Qu’en est-il en Paca ?
Un groupe BDS y fonctionne. Mais il y a une coopération éhontée entre la mairie (LR) de Marseille et l’État d’Israël. Il y a sans arrêt des cérémonies sur l’anniversaire du jumelage avec Haïfa, théoriquement un jumelage triangulaire avec Khan Younes dans la bande de Gaza qui s’est transformé en jumelage bilatéral. Les autorités municipales sont très pro-israéliennes. A l’époque de plomb durci (2008-2009), la droite et le PS avaient manifesté à Marseille à l’appel du Crif en plein massacre. A Nice la complicité avec Israël est encore plus ouverte. L’historien et écrivain israélien Schlomo Sand [Comment j’ai cessé d’être juif, 2013. Ndlr] se voit régulièrement interdit de conférence. En 2017, Christian Estrosi, actuel maire (LR) de Nice et alors président de région, s’était rendu à Haïfa pour planter des arbres [Palestine : Construire la paix, le Ravi n°148, février 2017.Ndlr] à l’invitation du KKL. Cette association ni écologiste ni humanitaire, a toujours eu pour but d’acquérir, par tous les moyens, les terres des Palestiniens. Lorsque Estrosi va planter un arbre, et Michel Vauzelle, ancien président de région PS, avant lui, c’est un acte de colonisation.

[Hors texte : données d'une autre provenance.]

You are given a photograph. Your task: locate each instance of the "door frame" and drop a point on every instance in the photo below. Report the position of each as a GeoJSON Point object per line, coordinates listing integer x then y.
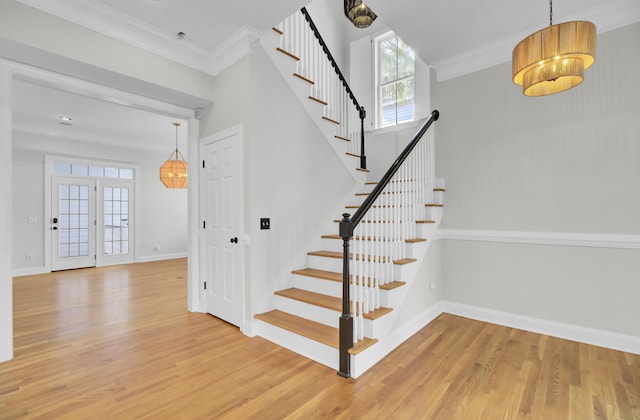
{"type": "Point", "coordinates": [48, 176]}
{"type": "Point", "coordinates": [237, 130]}
{"type": "Point", "coordinates": [93, 214]}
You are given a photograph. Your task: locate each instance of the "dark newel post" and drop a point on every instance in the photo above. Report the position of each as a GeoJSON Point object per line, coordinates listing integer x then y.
{"type": "Point", "coordinates": [363, 157]}
{"type": "Point", "coordinates": [346, 321]}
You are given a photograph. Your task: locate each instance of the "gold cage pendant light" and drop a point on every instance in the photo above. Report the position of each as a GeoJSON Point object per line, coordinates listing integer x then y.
{"type": "Point", "coordinates": [359, 13]}
{"type": "Point", "coordinates": [554, 59]}
{"type": "Point", "coordinates": [173, 173]}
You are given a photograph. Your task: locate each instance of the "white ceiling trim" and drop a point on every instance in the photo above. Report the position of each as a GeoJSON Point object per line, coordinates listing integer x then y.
{"type": "Point", "coordinates": [608, 16]}
{"type": "Point", "coordinates": [80, 135]}
{"type": "Point", "coordinates": [115, 24]}
{"type": "Point", "coordinates": [59, 81]}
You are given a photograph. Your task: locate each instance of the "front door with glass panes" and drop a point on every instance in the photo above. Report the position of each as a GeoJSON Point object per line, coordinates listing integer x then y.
{"type": "Point", "coordinates": [115, 214]}
{"type": "Point", "coordinates": [91, 215]}
{"type": "Point", "coordinates": [73, 223]}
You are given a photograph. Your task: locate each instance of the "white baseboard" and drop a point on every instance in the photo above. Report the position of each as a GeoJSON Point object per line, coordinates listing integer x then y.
{"type": "Point", "coordinates": [160, 257]}
{"type": "Point", "coordinates": [30, 271]}
{"type": "Point", "coordinates": [626, 343]}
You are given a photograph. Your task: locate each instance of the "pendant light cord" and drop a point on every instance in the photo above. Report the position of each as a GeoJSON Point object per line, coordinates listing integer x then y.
{"type": "Point", "coordinates": [176, 140]}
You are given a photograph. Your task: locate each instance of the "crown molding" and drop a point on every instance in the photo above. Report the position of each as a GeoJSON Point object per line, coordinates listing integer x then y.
{"type": "Point", "coordinates": [115, 24]}
{"type": "Point", "coordinates": [85, 136]}
{"type": "Point", "coordinates": [607, 16]}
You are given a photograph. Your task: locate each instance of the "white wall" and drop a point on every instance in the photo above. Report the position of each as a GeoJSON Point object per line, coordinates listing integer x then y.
{"type": "Point", "coordinates": [562, 164]}
{"type": "Point", "coordinates": [34, 28]}
{"type": "Point", "coordinates": [163, 212]}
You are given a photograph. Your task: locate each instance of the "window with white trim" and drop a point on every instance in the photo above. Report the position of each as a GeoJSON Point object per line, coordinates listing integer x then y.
{"type": "Point", "coordinates": [395, 86]}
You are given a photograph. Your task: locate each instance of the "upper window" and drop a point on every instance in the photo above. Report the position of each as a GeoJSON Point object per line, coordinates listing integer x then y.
{"type": "Point", "coordinates": [395, 93]}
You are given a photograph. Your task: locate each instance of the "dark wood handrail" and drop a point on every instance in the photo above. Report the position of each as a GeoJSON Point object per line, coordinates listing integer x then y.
{"type": "Point", "coordinates": [325, 48]}
{"type": "Point", "coordinates": [347, 227]}
{"type": "Point", "coordinates": [361, 111]}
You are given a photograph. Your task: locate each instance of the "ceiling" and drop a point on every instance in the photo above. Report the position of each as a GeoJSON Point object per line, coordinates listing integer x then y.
{"type": "Point", "coordinates": [37, 109]}
{"type": "Point", "coordinates": [453, 36]}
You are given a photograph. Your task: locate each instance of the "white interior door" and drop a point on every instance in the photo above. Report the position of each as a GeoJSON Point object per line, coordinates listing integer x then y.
{"type": "Point", "coordinates": [73, 223]}
{"type": "Point", "coordinates": [222, 210]}
{"type": "Point", "coordinates": [115, 222]}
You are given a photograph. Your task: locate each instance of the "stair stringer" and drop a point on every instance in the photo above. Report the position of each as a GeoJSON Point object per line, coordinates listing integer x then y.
{"type": "Point", "coordinates": [286, 66]}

Est-ce que le BDS déstabilise réellement l’Etat d’Israël ?
Il s’est créé en Israël une cellule dotée de nombreux financements qui attaque systématiquement tous les militants en justice. Ils ont fait fermer les comptes Paypal de BDS France et de l’EJFP et on fait voter une loi qui interdit à toute association pro BDS de passer l’aéroport de Tel Aviv. Leur dernière tentative anti BDS a été d’empêcher la diffusion d’un reportage d’Envoyé spécial sur France 2 [ « Gaza, jeunesse estropiée », diffusé le 11 octobre, au prétexte qu’il donnait une image « trop négative » de l’Etat hébreux. Ndlr]. Le BDS ne mettra pas à genoux l’économie israélienne mais il contribue de façon très importante à détruire son image. Et c’est fondamental car 15 % de la population juive israélienne vit hors d’Israël et est donc très sensible à la réprobation.